When a wine is presented to me, I like to nonchalantly touch the bottle in order to check the temperature of the wine. Is the bottle cool to the touch? If so, great! If not, it probably means that the bottle wasn't pulled from a temperature-controlled cellar. Try to identify the bottle as quickly as possible. Take enough time to identify it properly, but not long enough for Stockholm Syndrome to set in--either it is the bottle you ordered or it isn't.

Next comes the opening.

There are few things more uncomfortable than watching a seventeen- year-old server awkwardly open an expensive bottle of wine in the air. Seriously, I'm OK with you placing it on the table! And now for my favorite part, the ubiquitous presentation of the cork. Yes, I concur...it's a cork! I've found that the best way to handle this is by picking it up and giving it a quick squeeze. The end that was in contact with the wine should be moist and spongy. If it is rock-hard and, or cracked, a quick smell may be warranted. A quick smell...we haven't entered a cork-sniffing competition! The only thing we are looking for is an off-smell such as sulfur, etc.

Next comes the initial pour.

If you don't know why you are swirling the wine, please don't! If you do, please limit yourself to a couple of quick table swirls. Here's where I deviate from the average taster. I stick my nose in the glass briefly and give it a quick smell without tasting it. It's pass/fail...do you need to taste milk to know that it has gone sour? It is important to note that you are not judging the wine. You ordered it, you own it! If it isn't spoiled, the winery, distributor, and restaurant have all done their jobs. The onus for the selection is on you! Please do not hold the server hostage while you do your best Anton Ego impression. A mere, "It's fine, thank you" will suffice.

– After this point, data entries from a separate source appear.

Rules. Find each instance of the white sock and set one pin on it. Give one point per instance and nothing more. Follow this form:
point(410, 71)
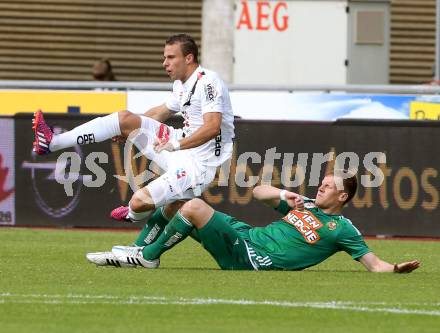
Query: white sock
point(96, 130)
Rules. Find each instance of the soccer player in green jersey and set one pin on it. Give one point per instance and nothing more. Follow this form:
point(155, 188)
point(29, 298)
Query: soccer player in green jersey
point(309, 232)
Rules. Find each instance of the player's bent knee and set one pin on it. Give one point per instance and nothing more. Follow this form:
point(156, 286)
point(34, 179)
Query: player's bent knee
point(141, 201)
point(194, 209)
point(128, 122)
point(171, 209)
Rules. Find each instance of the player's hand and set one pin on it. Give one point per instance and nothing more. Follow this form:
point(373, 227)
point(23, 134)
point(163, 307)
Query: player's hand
point(171, 145)
point(118, 139)
point(406, 267)
point(295, 200)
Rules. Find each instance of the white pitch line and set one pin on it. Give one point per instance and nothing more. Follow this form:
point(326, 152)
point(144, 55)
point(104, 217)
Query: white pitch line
point(154, 300)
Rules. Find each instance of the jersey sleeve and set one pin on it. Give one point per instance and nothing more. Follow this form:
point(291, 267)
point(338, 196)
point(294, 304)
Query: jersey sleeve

What if it isn't fine? If there is something wrong with the wine other than you not liking it, you could say something like, "I'm sorry, but I think something is wrong with this. Would you please taste it?" The most common culprit is TCA or trichloroanisole, a naturally occurring problem that takes place during bottling. It's the actual term for a wine that is "corked."

If all goes well, the server will finish pouring the wine. How much they pour will depend on the establishment. For some reason, steakhouses are notorious for intemperate pours. Servers donning lab coats in steakhouses across America seem intent on emptying entire bottles of wine in three or less pours in a shameless attempt to get you to buy more wine. If your waiter is dressed like a pharmacist...run!

A word on decanting:

Young, austere, or tannic wines can benefit from decanting. Older wines throwing off sediment can also benefit from decanting. Just bear in mind that wines need aeration, not oxidation. An overzealous penchant for decanting can render a delicate wine insipid. I'm assuming, of course, that we are talking about a clean container. A dirty container can taint wine irrespective of the wine's quality. Because of their narrow openings, decanters are inherently difficult to clean. Frankly, restaurant decanters scare the hell out of me. They can harbor anything from wine residue to harmful bacteria.

While it is agreed that these measures won't solve the world's problems, they will make for an improved wine experience. Wine service engenders a symbiotic relationship between the server and the customer. When everyone does their part, the potential for peevish success exists!